Mr. Courtenay, never less than a brilliant actor, has outdone himself here. His Dresser is so seamless that it's impossible to tell, for instance, at what point he ceases to be tipsy and becomes roaring drunk. Dressed in black, his long fingers in perpetual flutter, the spindly Mr. Courtenay starts off as a prototypical backstage queen. He coddles his boss in the disingenuous, sing-song voice of a nanny, prattles blithely on about his trivial theatrical memories, then darts like a snake when another member of the company intrudes upon his turf. But Norman is not really a bitchy conniver. Once he nears the stage, his face loses its lines and radiates the utter sweet innocence of a child at his first pantomime.
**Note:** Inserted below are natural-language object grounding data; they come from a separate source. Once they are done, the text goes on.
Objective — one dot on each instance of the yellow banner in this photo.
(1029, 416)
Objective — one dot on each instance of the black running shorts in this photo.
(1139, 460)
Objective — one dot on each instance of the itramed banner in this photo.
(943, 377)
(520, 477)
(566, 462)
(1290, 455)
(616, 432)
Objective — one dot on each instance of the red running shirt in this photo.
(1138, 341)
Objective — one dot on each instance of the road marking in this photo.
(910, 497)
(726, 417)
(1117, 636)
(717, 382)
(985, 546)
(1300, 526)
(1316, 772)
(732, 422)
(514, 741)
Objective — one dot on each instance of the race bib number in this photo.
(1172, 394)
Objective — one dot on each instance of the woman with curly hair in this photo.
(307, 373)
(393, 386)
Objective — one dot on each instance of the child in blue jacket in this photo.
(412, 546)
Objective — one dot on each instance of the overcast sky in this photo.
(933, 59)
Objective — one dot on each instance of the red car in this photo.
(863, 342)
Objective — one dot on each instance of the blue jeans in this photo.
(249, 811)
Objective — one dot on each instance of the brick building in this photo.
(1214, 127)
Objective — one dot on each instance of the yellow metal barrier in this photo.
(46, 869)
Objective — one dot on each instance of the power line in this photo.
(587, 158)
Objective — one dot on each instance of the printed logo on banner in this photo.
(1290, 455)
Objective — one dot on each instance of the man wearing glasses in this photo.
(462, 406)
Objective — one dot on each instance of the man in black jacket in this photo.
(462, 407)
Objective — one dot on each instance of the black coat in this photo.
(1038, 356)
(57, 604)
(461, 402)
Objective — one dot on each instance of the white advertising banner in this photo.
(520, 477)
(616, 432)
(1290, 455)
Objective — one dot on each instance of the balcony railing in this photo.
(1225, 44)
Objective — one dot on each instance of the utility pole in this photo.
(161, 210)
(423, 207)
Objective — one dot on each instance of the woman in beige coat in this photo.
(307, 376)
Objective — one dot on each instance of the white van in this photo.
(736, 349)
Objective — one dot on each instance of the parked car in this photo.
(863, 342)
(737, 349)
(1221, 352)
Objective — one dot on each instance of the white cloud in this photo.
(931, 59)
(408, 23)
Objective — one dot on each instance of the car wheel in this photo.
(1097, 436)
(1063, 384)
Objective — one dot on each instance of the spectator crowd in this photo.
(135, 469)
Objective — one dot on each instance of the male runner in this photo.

He says of the theater: ''Here's beauty. Here's spring and summer. Here pain is bearable'' - and that simple credo, as delivered by Mr. Courtenay, raises a fundamentally silly man to a state of grace.
Full-bodied as the performances are, the frailties of the play are nonetheless visible. Mr. Harwood tends to explain his jokes and, especially in an Act II confrontation between Sir and his long-suffering actress wife (well done by Rachel Gurney), to announce his emotional points. His ending - his emotional points. His ending - though much redeemed by Mr. Courtenay's volcanic final speech - is sentimental melodrama, not tragedy. Luckily, these real weaknesses are usually counterbalanced by the author's wit and high-charged theatricality.
That theatricality, whether chilling or farcical, is always captured by the director, Michael Elliott, and a strong supporting cast that includes Douglas Seale as the worst understudy ever to play Lear's Fool and Lisabeth Bartlett as an ambitious ingenue. Laurie Dennett's set, Stephen Doncaster's costumes and Beverly Emmons's haunted-house lighting are first-rate. But what you'll most remember about ''The Dresser'' is its stars, who give their blood to prove that all the world can indeed be a stage.